Na semana passada, abri parênteses em texto publicado neste espaço para mencionar, de passagem, que havíamos aderido com entusiasmo em Porto Alegre a um modelo de cidade que é gerador de insegurança pública. Ninguém pediu que eu explicasse, é verdade, por isso vou fazê-lo. E me parece que o Jardim Europa é um exemplo a mencionar.
Há meio século, Jane Jacobs publicou Morte e Vidas das Grandes Cidades, livro que se transformou em clássico incontornável e que influenciou o planejamento urbano mundo afora (não tanto aqui na leal e valorosa), ajudando a criar cidades mais humanas e agradáveis. Foi uma façanha que realmente serviu de modelo a toda a Terra, ao contrário de outras.
Um dos preceitos popularizados por Jacobs foi que a existência de atividade humana na rua desempenha um papel crucial na prevenção à criminalidade. A grande força de segurança, demonstrou ela, são os olhos das pessoas comuns espalhadas pelas calçadas e nos térreos. Eles inibem a violência.

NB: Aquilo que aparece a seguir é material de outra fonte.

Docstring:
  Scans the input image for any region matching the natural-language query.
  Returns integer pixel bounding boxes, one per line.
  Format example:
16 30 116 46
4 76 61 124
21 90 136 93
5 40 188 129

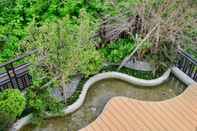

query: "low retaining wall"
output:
10 69 183 131
172 67 196 86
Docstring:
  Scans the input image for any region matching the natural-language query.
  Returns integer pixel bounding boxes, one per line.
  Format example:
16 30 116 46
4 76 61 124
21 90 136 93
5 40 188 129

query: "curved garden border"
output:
10 69 195 131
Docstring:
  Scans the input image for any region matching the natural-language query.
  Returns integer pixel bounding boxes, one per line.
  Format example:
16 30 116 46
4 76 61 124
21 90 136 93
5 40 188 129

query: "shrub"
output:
100 38 134 63
0 89 26 130
0 89 26 117
26 87 63 124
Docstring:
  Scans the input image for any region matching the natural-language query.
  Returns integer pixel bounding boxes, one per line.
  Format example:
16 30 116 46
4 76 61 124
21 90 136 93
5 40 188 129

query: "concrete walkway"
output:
80 85 197 131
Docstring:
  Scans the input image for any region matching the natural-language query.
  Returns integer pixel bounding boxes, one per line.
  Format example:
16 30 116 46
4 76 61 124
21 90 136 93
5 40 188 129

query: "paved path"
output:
80 85 197 131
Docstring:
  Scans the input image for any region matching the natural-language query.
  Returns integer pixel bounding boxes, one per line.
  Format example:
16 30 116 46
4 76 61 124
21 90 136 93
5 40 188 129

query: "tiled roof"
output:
80 85 197 131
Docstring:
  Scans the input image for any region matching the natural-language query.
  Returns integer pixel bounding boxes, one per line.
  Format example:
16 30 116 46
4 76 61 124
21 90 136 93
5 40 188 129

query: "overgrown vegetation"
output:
100 38 135 63
0 0 197 128
0 89 26 130
23 10 103 121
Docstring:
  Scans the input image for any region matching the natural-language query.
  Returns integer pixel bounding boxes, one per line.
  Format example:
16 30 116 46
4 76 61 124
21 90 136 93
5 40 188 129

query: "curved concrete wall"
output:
172 67 196 86
10 69 171 131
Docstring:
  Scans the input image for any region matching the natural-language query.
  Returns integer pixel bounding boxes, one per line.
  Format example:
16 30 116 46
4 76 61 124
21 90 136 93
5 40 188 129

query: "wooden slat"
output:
80 85 197 131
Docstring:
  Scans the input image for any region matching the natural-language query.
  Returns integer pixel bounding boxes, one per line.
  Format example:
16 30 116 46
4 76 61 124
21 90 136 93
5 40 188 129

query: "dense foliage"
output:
23 11 102 85
26 87 64 124
0 0 197 128
100 38 135 63
0 89 26 117
0 89 26 130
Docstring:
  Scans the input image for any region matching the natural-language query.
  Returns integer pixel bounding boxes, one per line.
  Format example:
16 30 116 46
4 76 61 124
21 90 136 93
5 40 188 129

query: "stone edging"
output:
9 69 171 131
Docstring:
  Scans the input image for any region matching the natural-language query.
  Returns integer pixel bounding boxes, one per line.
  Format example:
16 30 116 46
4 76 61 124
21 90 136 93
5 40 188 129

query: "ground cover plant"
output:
0 0 197 127
0 89 26 131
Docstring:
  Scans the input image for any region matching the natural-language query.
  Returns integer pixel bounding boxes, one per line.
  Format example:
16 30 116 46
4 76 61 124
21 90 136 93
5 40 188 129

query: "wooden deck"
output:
80 85 197 131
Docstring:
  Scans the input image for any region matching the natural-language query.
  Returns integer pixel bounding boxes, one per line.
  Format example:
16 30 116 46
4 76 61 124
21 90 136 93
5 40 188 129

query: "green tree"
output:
0 89 26 130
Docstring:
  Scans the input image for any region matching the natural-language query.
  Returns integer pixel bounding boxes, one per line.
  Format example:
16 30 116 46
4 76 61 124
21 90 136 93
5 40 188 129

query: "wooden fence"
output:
0 50 37 91
176 50 197 81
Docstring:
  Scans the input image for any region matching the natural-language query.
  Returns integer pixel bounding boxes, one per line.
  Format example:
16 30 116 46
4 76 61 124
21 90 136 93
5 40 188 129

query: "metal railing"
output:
176 50 197 81
0 49 37 91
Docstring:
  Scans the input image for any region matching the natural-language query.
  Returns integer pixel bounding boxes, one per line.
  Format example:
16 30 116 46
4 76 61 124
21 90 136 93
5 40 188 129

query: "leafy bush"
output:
100 39 134 63
26 87 63 124
0 89 26 130
0 89 26 117
0 111 15 131
78 48 103 77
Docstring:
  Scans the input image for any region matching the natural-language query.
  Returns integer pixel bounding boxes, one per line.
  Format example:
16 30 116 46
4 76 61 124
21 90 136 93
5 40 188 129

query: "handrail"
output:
0 49 38 91
0 49 38 68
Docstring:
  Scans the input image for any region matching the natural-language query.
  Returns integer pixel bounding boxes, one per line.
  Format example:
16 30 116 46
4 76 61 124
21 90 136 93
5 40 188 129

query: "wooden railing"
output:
0 50 37 91
176 50 197 81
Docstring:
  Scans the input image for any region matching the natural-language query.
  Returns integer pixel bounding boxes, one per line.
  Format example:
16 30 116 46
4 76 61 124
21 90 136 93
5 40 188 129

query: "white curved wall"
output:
10 69 175 131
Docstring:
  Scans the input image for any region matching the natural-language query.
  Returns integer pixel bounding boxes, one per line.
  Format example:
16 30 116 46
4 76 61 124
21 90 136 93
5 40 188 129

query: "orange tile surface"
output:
80 85 197 131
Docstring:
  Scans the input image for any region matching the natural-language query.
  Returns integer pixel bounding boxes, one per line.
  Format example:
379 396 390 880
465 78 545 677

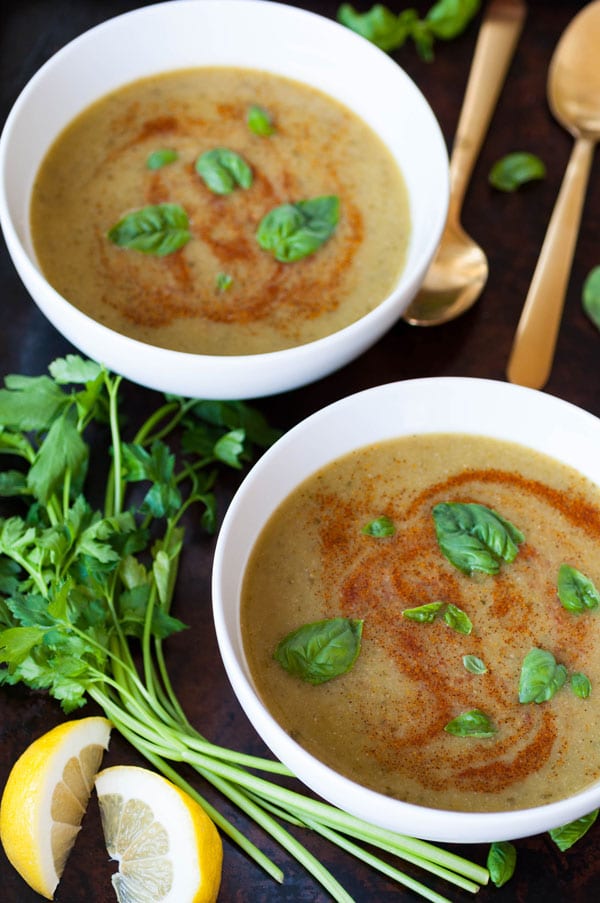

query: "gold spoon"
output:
404 0 526 326
507 0 600 389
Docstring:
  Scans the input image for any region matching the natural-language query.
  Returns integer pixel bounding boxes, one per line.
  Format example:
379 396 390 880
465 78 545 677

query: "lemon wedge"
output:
0 716 111 900
95 765 223 903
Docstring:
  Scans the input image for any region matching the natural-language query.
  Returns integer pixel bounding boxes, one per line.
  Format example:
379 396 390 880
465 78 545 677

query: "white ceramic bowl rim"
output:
212 377 600 843
0 0 448 398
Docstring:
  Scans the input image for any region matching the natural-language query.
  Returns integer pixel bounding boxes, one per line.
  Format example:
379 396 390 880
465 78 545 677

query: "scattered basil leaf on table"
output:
337 0 481 61
519 648 567 703
433 502 525 575
557 564 600 615
274 618 363 685
425 0 481 41
444 709 496 740
362 514 396 538
215 273 233 292
256 195 340 263
108 204 191 257
486 840 517 887
196 147 253 194
488 151 546 191
582 266 600 329
246 104 275 138
548 809 600 853
571 671 592 699
146 147 179 169
463 655 487 674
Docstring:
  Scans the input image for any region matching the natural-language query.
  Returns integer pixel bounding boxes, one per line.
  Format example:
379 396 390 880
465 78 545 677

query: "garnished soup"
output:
241 434 600 811
31 67 410 355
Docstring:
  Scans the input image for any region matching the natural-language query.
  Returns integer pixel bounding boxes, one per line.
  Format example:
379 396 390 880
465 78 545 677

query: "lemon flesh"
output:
0 716 111 900
95 765 223 903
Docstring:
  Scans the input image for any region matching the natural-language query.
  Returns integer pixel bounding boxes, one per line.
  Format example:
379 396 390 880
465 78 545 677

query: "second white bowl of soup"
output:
0 0 448 398
213 378 600 842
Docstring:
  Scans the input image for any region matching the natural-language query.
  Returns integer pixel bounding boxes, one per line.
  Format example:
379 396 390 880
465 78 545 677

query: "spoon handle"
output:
450 0 527 210
506 138 594 389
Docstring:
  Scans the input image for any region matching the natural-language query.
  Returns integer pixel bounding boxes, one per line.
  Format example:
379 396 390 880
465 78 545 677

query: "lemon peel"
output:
0 716 111 900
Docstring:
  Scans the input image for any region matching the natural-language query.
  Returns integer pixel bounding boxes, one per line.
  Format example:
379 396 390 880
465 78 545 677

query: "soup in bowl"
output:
0 0 448 398
213 378 600 842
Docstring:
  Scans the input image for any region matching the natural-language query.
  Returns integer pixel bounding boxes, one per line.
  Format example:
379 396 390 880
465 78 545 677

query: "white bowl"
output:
0 0 448 398
212 378 600 843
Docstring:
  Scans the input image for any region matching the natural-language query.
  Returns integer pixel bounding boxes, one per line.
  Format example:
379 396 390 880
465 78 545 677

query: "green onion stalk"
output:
0 355 489 903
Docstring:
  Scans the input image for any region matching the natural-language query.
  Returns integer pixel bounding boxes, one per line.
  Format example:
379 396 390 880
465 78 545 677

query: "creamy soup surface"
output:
242 434 600 811
31 67 410 354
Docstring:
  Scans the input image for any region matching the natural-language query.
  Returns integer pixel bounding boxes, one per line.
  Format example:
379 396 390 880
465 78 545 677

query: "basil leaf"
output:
519 649 567 703
246 104 275 138
548 809 600 853
108 204 191 257
337 0 480 60
486 840 517 887
444 709 496 740
146 147 179 169
215 273 233 292
444 602 473 636
433 502 525 575
337 3 419 51
582 266 600 329
571 671 592 699
463 655 487 674
362 514 396 537
558 564 600 615
425 0 481 41
402 602 445 624
274 618 363 685
488 151 546 191
196 147 253 194
256 195 339 263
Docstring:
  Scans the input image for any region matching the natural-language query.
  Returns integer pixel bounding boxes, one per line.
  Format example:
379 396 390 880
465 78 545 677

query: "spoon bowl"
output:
507 0 600 389
404 0 526 326
404 218 489 326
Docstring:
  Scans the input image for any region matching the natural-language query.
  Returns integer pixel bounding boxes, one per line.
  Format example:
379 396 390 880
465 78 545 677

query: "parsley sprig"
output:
0 355 488 901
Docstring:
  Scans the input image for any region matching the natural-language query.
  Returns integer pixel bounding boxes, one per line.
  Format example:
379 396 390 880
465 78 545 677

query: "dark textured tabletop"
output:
0 0 600 903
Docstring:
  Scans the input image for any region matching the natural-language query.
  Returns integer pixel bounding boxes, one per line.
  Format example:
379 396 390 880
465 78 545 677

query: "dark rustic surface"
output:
0 0 600 903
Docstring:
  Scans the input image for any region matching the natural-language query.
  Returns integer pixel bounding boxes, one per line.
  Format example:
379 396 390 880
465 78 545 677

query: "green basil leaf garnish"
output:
433 502 525 575
571 671 592 699
256 195 340 263
196 147 253 194
489 151 546 191
548 809 600 853
519 648 567 703
146 147 179 169
108 204 191 257
362 514 396 537
486 840 517 887
557 564 600 615
444 709 496 740
444 602 473 636
246 104 275 138
402 602 473 635
215 273 233 292
274 618 363 684
463 655 487 674
402 602 446 624
581 266 600 329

Mas esses olhos só estarão presentes se as ruas forem interessantes e convidativas, porque as pessoas fogem de locais inóspitos. Em outras palavras, só haverá olhos se existir algo para olhar.
As pessoas sentem prazer, permanecem mais e gostam de caminhar em vias nas quais há uma diversidade de funções nas construções, em que a cada 10 ou 20 metros exista algo novo em que reparar (seja uma vitrine ou uma fachada diferente), em que as calçadas ofereçam espaço para o convívio, em que se misturem comércio, moradia e locais de trabalho, em que a circulação pesada de automóveis não torne o ambiente irrespirável. Quando esses requisitos são atendidos, existe movimento, e as pessoas se sentem mais seguras. E, na verdade, estão mais seguras.
O modelo em ascensão na Capital segue a lógica contrária. Ele tira a cidade de dentro da cidade. Baseia-se em sugar a vida das ruas e confiná-la em condomínios fechados e shopping centers. É o caso do Jardim Europa, contíguo não apenas a um, mas a dois shoppings mastodônticos, o Bourbon Country e o Iguatemi.
Curiosamente, esses espaços comerciais atraem multidões porque seus arquitetos, na comparação com os planejadores públicos, entendem melhor aquilo que funciona: vias exclusivas para pedestres, nenhum carro à vista, coisas diferentes para apreciar a cada passo e uma profusão de espaços de lazer.
Do lado de fora, em oposição a isso, já não restam olhos para nos proteger, só câmeras de segurança. E um vigilante em cada esquina.